L’urgence du bordel ? Tu penses qu’il se la rappelle. Un type rouquinant qui pédalait dans la mélasse ! En arrivant à l’Hôtel-Dieu, y avait presse, biscotte cette rame de métro qui venait de dérailler à la station Cité. Ils ont dû attendre. Ils sont descendus de l’ambulance, histoire de se dérouiller les cannes. Comme c’était le coup de feu, on les a réquisitionnés pour prêter main-forte. Leur assistance a duré une vingtaine de minutes. Quand ils sont revenus à leur ambulance, elle était vide : l’intoxiqué du claque avait joué rip. Ils l’ont cherché en vain. Le gardien de l’entrée s’est rappelé l’avoir vu partir d’une démarche passablement flageolante. Point à la ligne.

On lui dit merci et on retourne à la Rolls pinulcienne.

La Vieillasse s’est endormie devant les prouesses chibreuses. Lui, la baise, c’est à dose homéopathique. Une petite régalade, en passant, avec, comme point d’orgue dans les bons jours, une crampette d’honnête homme, sans excès de vitesse pour ne pas risquer le tour de reins perfide.

Il tire en danseuse, César, à sa botte, les pognes sur les poignées de freins. Fini l’héroïsme, c’est plus de son âge. Il préfère se laisser mâcher dans des postures languissantes. Pas le repos du guerrier, mais de la mise en disponibilité du tireur de fond. On ne peut pas être et avoir tété.

Quant au Gros, c’est tout le contraire : il est apoplectique et un filet de bave le transforme en boxer à l’arrêt devant l’étal d’un rôtisseur. Il déglutit avec peine et soupire :

— C’est pas pour me vanter, mais y a dans c’t’œuvre plein de belles gonzesses. Ent’ z’autres, une grande blonde qu’a des nichebabes gros comme des oreillers. Si vous verreriez comme elle aime la viande de mec ! Elle s’en biche… Attendez qu’ j’comptasse : un, deux, trois, quat’… cinq ! Oui, cinq à la fois ! alors qu’l’record à ma Berthe c’est quat’. Y a vraiment des nières qu’sont douées. Tu croives, Tonio, qu’en écrivant à la production, on pourrait obtiendre l’adresse à c’t’ moukère ? J’aimerais voir ce qu’é s’rait capab’ de réaliser av’c un chibraque d’ma dimension. Ça la motiveverait, comprends-tu ? Je peux prêter à des exploits.

On le laisse à ses rêves bleus, pleins d’innocence et de pureté. Dans son genre, c’est un ange, Alexandre-Benoît. Ses fantasmes embellissent la vie. La sienne et celle des autres.

*

L’ambassade de Chyrie ? Tu peux pas te gourer : elle est juste à gauche. Et en face, il y a une rangée de platanes dont le crémier du coin ramasse les feuilles pour envelopper certains fromages.
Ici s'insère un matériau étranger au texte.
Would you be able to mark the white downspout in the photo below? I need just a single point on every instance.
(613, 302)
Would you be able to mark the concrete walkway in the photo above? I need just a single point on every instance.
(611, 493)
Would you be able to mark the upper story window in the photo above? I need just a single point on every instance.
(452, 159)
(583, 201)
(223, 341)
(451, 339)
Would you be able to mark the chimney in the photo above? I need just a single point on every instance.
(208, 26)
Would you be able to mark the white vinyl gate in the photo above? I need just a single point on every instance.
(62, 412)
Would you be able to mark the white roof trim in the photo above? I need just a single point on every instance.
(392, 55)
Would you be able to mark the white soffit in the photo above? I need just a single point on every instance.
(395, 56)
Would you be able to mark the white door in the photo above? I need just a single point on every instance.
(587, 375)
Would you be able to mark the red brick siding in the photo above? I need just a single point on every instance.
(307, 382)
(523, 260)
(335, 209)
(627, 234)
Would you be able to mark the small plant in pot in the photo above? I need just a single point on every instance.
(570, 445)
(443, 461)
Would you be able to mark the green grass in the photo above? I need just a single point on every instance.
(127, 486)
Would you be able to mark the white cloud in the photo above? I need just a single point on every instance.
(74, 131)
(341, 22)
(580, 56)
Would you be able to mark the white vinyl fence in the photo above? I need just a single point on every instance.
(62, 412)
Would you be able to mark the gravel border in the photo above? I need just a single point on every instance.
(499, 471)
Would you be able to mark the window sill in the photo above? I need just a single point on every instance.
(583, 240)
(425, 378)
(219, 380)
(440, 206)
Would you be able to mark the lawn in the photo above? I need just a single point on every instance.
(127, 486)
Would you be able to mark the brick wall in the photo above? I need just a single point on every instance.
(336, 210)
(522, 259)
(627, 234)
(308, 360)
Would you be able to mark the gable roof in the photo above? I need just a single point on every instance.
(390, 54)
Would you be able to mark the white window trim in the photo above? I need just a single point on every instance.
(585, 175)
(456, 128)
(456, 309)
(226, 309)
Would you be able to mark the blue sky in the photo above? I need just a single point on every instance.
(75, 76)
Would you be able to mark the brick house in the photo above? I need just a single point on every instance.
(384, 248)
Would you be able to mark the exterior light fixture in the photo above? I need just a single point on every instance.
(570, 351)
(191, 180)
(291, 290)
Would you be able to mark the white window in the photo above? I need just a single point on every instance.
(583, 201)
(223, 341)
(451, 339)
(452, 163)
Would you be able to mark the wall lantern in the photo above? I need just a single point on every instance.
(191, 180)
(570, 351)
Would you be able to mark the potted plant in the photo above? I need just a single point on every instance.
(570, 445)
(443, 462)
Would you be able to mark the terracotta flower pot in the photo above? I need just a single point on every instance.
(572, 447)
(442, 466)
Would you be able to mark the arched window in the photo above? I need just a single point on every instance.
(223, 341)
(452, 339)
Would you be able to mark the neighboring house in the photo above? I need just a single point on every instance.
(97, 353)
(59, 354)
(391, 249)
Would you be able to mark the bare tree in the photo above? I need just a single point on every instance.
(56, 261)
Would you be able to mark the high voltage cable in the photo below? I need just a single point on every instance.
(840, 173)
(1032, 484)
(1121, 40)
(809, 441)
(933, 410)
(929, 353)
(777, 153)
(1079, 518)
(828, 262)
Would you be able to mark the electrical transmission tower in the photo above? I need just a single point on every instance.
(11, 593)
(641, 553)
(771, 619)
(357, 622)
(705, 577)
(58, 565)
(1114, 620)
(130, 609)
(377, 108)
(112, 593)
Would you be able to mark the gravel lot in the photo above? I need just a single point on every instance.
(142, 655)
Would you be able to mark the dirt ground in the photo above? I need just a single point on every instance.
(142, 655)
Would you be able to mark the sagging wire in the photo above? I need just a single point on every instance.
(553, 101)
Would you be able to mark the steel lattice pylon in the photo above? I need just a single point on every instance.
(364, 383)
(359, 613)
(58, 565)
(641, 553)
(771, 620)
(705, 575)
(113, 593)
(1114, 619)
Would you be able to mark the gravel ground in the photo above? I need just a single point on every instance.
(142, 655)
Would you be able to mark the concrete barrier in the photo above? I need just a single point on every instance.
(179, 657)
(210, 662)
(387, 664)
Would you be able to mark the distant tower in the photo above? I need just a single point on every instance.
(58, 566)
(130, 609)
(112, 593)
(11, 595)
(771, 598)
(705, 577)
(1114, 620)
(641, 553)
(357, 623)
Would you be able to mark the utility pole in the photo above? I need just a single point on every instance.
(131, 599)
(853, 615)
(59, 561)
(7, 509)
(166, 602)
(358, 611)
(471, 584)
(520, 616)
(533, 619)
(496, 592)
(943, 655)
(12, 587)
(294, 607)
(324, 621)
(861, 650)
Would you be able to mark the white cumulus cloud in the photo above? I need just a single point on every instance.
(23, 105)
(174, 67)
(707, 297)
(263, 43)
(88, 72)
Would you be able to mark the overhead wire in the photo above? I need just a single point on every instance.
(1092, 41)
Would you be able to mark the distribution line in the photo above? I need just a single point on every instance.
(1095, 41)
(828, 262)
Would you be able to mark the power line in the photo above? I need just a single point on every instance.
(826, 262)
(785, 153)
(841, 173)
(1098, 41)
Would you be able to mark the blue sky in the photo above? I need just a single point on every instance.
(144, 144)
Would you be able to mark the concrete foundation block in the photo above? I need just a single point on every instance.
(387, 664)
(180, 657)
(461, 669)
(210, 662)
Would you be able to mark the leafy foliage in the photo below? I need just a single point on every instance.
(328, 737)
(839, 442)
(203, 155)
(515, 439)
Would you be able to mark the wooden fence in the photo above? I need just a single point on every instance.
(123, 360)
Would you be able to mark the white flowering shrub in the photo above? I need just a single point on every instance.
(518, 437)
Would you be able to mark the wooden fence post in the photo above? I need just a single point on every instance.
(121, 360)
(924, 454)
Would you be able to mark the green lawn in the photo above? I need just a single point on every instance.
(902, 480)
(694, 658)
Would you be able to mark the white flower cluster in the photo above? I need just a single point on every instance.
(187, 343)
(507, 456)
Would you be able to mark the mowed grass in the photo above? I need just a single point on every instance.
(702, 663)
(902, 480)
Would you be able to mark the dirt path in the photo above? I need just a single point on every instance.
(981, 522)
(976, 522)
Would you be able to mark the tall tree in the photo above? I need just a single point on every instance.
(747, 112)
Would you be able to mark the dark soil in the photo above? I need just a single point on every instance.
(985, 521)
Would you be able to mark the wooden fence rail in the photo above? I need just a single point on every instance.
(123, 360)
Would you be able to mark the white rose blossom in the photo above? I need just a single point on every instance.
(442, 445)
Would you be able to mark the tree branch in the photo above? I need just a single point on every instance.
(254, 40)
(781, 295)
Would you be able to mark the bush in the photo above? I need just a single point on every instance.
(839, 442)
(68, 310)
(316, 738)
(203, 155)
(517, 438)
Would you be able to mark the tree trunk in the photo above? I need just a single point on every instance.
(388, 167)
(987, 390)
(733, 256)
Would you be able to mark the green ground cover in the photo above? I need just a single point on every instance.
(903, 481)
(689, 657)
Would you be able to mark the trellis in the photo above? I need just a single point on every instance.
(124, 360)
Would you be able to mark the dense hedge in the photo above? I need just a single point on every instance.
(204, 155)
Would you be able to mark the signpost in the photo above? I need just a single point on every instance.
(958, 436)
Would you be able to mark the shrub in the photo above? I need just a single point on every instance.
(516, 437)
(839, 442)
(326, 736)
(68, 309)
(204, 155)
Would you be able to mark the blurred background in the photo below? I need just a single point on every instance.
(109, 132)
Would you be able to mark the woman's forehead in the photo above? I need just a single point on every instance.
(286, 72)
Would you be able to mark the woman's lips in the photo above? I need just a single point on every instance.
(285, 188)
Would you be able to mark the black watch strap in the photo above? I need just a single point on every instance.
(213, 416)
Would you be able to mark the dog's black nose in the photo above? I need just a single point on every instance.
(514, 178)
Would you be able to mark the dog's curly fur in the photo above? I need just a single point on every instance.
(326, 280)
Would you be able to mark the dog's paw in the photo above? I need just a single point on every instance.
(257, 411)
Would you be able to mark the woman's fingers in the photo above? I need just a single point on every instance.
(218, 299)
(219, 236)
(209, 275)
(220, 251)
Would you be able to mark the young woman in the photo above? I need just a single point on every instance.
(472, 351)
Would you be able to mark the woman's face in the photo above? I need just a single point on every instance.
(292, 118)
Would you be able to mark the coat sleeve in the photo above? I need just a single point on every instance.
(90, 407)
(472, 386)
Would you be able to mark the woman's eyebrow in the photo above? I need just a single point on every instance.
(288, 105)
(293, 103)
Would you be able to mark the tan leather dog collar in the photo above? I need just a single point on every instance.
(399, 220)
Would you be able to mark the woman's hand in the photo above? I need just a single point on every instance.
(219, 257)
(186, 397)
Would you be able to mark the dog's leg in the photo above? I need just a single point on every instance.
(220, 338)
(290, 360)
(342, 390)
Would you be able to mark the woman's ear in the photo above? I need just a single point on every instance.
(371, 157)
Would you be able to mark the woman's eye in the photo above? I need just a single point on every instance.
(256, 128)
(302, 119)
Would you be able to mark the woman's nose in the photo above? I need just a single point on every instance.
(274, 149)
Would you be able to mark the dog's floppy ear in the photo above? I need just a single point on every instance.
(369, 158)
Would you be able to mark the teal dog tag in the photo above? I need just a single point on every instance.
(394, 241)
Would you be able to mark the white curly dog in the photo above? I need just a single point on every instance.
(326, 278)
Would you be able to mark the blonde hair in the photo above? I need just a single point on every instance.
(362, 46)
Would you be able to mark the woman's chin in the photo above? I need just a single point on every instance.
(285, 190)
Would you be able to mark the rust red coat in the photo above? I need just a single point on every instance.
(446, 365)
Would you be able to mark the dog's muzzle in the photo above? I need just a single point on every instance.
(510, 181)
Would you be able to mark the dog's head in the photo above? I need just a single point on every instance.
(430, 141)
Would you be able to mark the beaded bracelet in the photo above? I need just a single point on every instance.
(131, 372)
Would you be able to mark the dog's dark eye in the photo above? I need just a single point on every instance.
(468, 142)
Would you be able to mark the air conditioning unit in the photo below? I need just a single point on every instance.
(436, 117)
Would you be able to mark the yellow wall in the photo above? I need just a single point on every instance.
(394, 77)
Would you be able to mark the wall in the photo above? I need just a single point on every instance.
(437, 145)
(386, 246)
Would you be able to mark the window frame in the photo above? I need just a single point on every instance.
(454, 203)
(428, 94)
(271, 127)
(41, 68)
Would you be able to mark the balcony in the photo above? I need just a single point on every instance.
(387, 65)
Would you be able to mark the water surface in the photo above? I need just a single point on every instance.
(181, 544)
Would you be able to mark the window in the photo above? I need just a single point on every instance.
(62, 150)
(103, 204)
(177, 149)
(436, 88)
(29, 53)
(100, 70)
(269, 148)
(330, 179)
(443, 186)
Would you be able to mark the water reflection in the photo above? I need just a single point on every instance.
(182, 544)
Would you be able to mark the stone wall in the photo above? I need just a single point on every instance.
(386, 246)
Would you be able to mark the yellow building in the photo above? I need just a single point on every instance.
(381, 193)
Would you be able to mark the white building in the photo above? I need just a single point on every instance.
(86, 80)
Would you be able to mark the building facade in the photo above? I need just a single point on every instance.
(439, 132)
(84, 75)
C’est une construction en pierre de taille dont les fenêtres sont munies de barreaux ouvragés pour faire moins prison. Perron de six marches, double porte vernie en clair. Le drapeau chyrien est placé au-dessus de l’écusson ovale où figurent les armes de ce prestigieux pays : un vautour bicéphale tenant un rameau d’olivier dans son bec gauche, un prépuce de roumi dans le droit, en broyant de ses serres un serpent en forme de caducée.

Je presse un timbre logé dans une plaque de cuivre hachée de petites ouvertures.

— Qui êtes-vous ? demande une voix féminine douce comme l’intérieur d’un préservatif après usage.

— Le directeur de la Police parisienne, mens-je-t-il plus ou moins.

— Pouvez-vous exciper de cette qualité ? demande la même voix qui a appris le français dans une école où s’enseigne l’art de devenir hôtesse d’accueil dans la diplomatie.

— Je peux le faire ! dis-je, parodiant un sketch de Pierre Dac et Francis Blanche que je pleure chaque fois que j’écoute des cons à la radio.

— En ce cas, placez une pièce d’attestation devant le petit écran de contrôle qui va apparaître.

Sur ces mots, un rectangle de la dimension d’une carte postale se révèle dans la plaque de cuivre.

Je cloque ma brème devant.

— Merci ! fait la voix féminine.

Et la porte s’ouvre avec un déclic de précision.

Je vois un sas vitré de verre dépoli. Y pénètre. La lourdoche se referme, me voici prisonnier de cette cage.

— Veuillez déposer l’arme que vous portez sous votre aisselle gauche dans la niche qui va apparaître, recommande la dame.

A peine dit, un volet de glace coulisse, découvrant une espèce de casier à droite du sas.

J’y place mon ami Tu-tues.

Le volet se referme et, enfin, la porte s’écarte pour me proposer le hall de l’ambassade.